4. The spectral frequency division photovoltaic thermal device based on optical coupling and dual-loop heat collection according to claim 1, characterized in that, The spacing adjustment component also includes a frame, a motor, a screw, and a spacing sensor; the motor and the spacing sensor are mounted on the frame, the screw is driven by the output shaft of the motor, and its top end is connected to the elongated contact head; the probe of the spacing sensor is positioned facing the back of the frequency division film.
5. The spectral frequency division photovoltaic thermal device based on optical coupling and dual-loop heat collection according to claim 1, characterized in that, The edge of the frequency division film is fixed to the assembly slider by a clamping structure, which includes an upper assembly strip and a lower assembly strip. The frequency division film is clamped between the two and locked by a plurality of pre-tightening bolts spaced apart along the longitudinal direction.
6. The spectral frequency division photovoltaic thermal device based on optical coupling and dual-loop heat collection according to claim 1, characterized in that, The bottom of the assembly slider is provided with a guide groove, which slides and engages with the sliding guide rail; the side wall of the assembly slider is provided with a hook structure for hooking the end of the reset spring.
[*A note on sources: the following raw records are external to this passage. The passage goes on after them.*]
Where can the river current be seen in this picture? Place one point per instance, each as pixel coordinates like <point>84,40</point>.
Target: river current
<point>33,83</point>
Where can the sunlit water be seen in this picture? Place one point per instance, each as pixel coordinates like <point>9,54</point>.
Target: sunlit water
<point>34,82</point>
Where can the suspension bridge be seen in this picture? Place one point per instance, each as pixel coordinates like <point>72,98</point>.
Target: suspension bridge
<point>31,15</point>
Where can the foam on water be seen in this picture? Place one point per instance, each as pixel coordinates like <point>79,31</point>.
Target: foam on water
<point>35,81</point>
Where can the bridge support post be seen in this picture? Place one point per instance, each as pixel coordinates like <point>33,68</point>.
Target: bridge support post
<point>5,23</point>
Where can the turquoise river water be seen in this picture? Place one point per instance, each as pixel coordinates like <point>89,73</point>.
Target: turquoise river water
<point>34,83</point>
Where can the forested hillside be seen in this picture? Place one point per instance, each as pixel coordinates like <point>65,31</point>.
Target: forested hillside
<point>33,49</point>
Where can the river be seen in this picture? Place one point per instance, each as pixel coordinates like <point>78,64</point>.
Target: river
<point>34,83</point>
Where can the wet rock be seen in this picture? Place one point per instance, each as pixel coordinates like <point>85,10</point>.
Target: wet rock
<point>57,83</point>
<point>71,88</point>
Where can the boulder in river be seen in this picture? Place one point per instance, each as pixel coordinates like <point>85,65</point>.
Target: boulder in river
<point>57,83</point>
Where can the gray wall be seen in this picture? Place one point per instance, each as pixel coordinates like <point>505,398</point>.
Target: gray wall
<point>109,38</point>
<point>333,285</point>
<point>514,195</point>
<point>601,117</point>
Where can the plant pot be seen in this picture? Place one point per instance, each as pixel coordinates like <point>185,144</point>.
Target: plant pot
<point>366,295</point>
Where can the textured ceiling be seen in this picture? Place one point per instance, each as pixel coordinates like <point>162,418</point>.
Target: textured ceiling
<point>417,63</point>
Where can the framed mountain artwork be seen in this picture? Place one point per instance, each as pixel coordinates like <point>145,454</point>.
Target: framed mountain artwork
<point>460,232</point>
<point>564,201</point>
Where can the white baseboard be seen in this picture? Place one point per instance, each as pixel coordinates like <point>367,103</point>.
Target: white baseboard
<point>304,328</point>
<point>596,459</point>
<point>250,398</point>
7. The spectral frequency division photovoltaic thermal device based on optical coupling and dual-loop heat collection according to claim 1, characterized in that, Driven by the spacing adjustment component, the frequency division film is shaped into a parabolic shape that corresponds to the contour of the parabolic substrate, and a gradient gap is formed between the two, wherein the gap corresponding to the high reflectivity narrow-band infrared reflective film layer region is smaller than the gap corresponding to the broadband transmission visible light film layer region.
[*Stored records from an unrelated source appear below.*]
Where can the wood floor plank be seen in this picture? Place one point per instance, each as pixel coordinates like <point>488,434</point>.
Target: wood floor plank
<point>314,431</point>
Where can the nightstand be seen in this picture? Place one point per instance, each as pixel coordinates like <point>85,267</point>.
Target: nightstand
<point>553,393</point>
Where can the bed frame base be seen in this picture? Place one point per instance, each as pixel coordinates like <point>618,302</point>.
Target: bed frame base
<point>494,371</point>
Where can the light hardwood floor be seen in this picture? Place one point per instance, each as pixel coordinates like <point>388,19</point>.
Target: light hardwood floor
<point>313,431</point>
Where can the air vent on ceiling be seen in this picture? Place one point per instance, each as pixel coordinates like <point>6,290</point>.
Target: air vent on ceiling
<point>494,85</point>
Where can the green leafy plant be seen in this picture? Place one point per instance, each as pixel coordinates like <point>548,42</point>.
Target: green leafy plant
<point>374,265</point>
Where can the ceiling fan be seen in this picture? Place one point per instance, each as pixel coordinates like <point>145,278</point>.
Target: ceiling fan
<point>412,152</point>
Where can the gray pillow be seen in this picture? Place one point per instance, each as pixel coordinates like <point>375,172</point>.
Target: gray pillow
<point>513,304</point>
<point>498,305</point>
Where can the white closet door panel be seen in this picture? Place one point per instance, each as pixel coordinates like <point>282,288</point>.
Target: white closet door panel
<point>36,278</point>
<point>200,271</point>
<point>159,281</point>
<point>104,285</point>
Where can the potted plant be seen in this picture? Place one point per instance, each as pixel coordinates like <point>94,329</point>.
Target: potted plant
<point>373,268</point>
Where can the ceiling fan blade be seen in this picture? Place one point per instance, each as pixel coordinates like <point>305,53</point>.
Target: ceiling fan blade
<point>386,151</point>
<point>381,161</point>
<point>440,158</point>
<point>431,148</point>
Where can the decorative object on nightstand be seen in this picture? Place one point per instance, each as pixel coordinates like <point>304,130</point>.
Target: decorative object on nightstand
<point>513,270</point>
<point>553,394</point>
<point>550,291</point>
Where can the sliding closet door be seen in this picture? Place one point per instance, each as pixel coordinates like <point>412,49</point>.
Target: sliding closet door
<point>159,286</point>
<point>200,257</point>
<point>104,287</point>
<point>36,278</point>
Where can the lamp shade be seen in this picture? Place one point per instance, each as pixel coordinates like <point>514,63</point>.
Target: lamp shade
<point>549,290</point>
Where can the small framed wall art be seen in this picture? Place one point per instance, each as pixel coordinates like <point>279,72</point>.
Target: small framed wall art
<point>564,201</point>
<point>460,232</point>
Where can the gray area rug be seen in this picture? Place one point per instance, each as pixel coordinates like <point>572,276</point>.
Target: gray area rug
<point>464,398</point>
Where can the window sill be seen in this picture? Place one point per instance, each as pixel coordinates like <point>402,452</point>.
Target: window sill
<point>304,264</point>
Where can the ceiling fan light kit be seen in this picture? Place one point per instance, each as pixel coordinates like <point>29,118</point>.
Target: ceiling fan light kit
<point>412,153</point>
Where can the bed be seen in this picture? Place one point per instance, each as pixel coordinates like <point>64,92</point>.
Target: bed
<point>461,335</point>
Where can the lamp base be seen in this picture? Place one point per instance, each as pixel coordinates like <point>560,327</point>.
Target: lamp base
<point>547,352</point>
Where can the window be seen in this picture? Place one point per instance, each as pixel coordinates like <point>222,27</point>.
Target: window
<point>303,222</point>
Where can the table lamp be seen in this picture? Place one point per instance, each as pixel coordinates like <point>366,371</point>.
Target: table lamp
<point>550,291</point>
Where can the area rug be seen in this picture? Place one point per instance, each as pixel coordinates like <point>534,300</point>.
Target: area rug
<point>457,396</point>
8. The spectral frequency division photovoltaic thermal device based on optical coupling and dual-loop heat collection according to claim 1, characterized in that, It also includes a photovoltaic cell module disposed on the inner surface of the parabolic substrate, a heat collection tube disposed at the focal line position of the parabolic substrate, and a dual-loop heat recovery system connecting the photovoltaic cell module and the heat collection tube.
9. The spectral frequency division photovoltaic thermal device based on optical coupling and dual-loop heat collection according to claim 4, characterized in that, The device also includes a control unit configured to receive the detection signal from the spacing sensor and control the motor to drive the elongated contact head to rise and fall, so as to maintain the optical coupling gap within a preset range.
10. The spectral frequency division photovoltaic thermal device based on optical coupling and dual-loop heat collection according to any one of claims 1 to 9, characterized in that, The parabolic substrate is part of the building envelope and constitutes a photovoltaic-thermal building integrated module.